I have learned that too many communities are focused on getting people housed quickly and burning up a lot of resources to do so without investing in the back-end to actually keep people housed. It is very limiting to set into motion a local race to get people housed quickly if: a) you aren’t housing the people that most need it; and, b) there are not the supports necessary to keep people housed.
The measure of success is NOT how many people you house. It is how many people stay housed and have her/his life changed positively through the experience. Ours is NOT a quantity industry; it is a quality industry.
Let us be clear: getting people housed is an output; keeping people housed is an outcome.
And for everyone that is interested in the cost saving part of ending homelessness, it comes from keeping people housed and away from those more costly services on an ONGOING basis.

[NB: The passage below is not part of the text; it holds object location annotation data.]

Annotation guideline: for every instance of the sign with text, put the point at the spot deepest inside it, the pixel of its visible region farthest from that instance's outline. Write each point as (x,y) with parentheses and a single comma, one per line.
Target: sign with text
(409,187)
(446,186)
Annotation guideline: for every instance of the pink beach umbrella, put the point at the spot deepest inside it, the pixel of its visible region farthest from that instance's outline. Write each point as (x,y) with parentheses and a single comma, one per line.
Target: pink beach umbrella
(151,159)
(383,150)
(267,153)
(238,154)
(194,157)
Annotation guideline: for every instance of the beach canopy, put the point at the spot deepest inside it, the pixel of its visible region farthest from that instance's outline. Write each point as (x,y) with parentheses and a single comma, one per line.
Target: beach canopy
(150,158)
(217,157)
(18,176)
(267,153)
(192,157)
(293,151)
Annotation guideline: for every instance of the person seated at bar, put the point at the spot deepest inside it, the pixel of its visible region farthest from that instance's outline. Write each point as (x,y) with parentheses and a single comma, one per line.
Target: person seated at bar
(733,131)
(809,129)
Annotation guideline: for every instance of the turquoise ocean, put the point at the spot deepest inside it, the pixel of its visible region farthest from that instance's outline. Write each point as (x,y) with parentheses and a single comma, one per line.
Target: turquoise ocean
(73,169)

We are not talking about temporary reprieves in service use patterns. We are talking about everlasting CHANGE.
Most often because we are talking about working with a population with complex and co-occurring needs, this means working with a small group intensely, not a large group peripherally.
5. Assessments work…when they are grounded in evidence.
It is entirely possible to structure your service community around a common assessment. I have seen that happen many times this year, and I have seen incredible changes in service delivery when that happens. I have seen communities start to use the data from the assessments to change conversations around service planning and investments in service delivery.
And I have also seen communities that insist on using a tool they made up that has no evidence base to support it. A couple communities that come to mind are ones that brag about being close to ending homelessness. But let’s be clear: while they may be about to house all the people that meet a federal definition of chronic homelessness, that does not mean – or come close to meaning – that all people with acute needs have been housed in their community. Nor does it mean that the people most in need of support and housing resources are in their support and housing programs.
This year has taught me, through data collected in assessments, that many of the most acute homeless people in communities do NOT meet a federal criteria for chronic homelessness.